Thus, current pharmacological treatment options for OA include the administration of analgesics and nonsteroidal anti-inflammatory drugs, which mitigate pain and temporarily reduce inflammation.¹⁵ However, these positive effects diminish with time, and the medications are also not tolerated well by certain patient groups. In such cases, visco-supplementation with intra-articular hyaluronic acid (HA) injections has been used to promote joint lubrication. HA is also known to exert an anti-inflammatory effect by suppressing MMPs/ADAMTSs in addition to counteracting the degenerative effects caused by IL-1β.¹⁶ However, HA supplementation often requires additional follow-up procedures and may not provide any significant benefits for patients over the age of 65 or those with advanced radiographic OA.^17,18 Thus, a deeper understanding of inflammation in OA and insights into the interactions between cartilage and synovial macrophages may allow for improved development and screening of OA therapeutic agents.

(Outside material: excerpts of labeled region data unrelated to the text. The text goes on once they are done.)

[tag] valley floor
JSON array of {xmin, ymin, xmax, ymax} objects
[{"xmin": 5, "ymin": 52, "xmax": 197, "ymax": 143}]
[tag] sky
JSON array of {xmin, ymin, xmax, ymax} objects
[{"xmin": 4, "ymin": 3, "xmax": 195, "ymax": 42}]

The goal of the current work was to build and validate a fully 3D coculture system that can be used to study paracrine interactions between chondrocytes and macrophages in the context of OA inflammation. While several previous OA models have employed 2D monolayers,^19–23 the literature reveals that cell behavior in 2D is often not representative of cell responses observed in physiologically relevant 3D contexts.^24–27 Indeed, an increasing number of studies recently reporting in vitro OA models have cultured chondrocytes within 3D microenvironments.^28–32 However, important auxiliary cell types such as macrophages have continued to be cultured in 2D,^28,31,33 despite the primary location of the macrophages in the knee joint being within the synovial membrane. Moreover, phenotypic changes in macrophages cocultured with chondrocytes have largely been unexplored in previous in vitro studies.

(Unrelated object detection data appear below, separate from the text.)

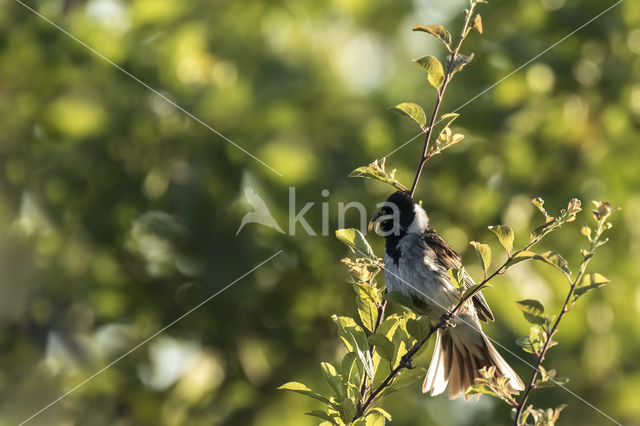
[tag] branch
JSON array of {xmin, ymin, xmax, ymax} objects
[
  {"xmin": 513, "ymin": 215, "xmax": 608, "ymax": 426},
  {"xmin": 409, "ymin": 1, "xmax": 476, "ymax": 198},
  {"xmin": 353, "ymin": 315, "xmax": 447, "ymax": 421},
  {"xmin": 354, "ymin": 300, "xmax": 387, "ymax": 412}
]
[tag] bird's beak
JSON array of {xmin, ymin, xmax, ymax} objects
[{"xmin": 367, "ymin": 211, "xmax": 382, "ymax": 234}]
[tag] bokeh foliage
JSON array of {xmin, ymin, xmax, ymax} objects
[{"xmin": 0, "ymin": 0, "xmax": 640, "ymax": 425}]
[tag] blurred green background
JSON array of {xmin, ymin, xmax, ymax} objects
[{"xmin": 0, "ymin": 0, "xmax": 640, "ymax": 426}]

Poly(ethylene glycol) diacrylate (PEGDA)-based hydrogels were used in this study for the establishment of the 3D coculture system, due to their widespread use in cartilage tissue engineering,^34–37 their easily tunable mechanical properties,^38,39 and their ability to significantly resist cell adhesion even in serum-containing culture environments relative to many biomaterials.^34,40,41 This latter property permits desired cell adhesion to be “programmed” into the PEGDA network through conjugation of bioactive moieties.^42,43 In the present work, we have tethered the peptide RGD to the PEGDA network to enable uniform levels of initial cell-matrix interactions across experimental groups.

In this study, healthy normal chondrocytes (NCs) and classically activated, proinflammatory (M1) macrophages (AMs) were first encapsulated within separate PEGDA hydrogels and placed in coculture, permitting comparisons with previously reported in vitro OA models. Thereafter, the culture system was extended to osteoarthritic chondrocytes (OACs) and AMs to evaluate the potential effects of AMs in exacerbating existing osteoarthritic phenotypes. Concurrently, OACs were cocultured with nonactivated macrophages (NMs) to determine whether the presence of NMs could influence the diseased phenotype of OACs.

Materials and Methods

Polymer synthesis and functionalization of cell adhesive peptides

PEGDA, possessing >95% acrylation, was synthesized from PEG-diol (3.4 kDa, Sigma Aldrich) as reported previously.⁴³ NH₂-Arg-Gly-Asp-Ser-COOH (RGDS; American Peptide Company) and 3.4 kDa acryoyl-PEG succinimidyl valerate (ACRL-PEG-SVA; Laysan Bio, Inc.) were reacted a 1:1 molar ratio for 2 h in 50 mM sodium bicarbonate buffer (pH 8.5). The product (ACRL-PEG-RGDS) was purified by dialysis, lyophilized, and stored at −80°C until further use.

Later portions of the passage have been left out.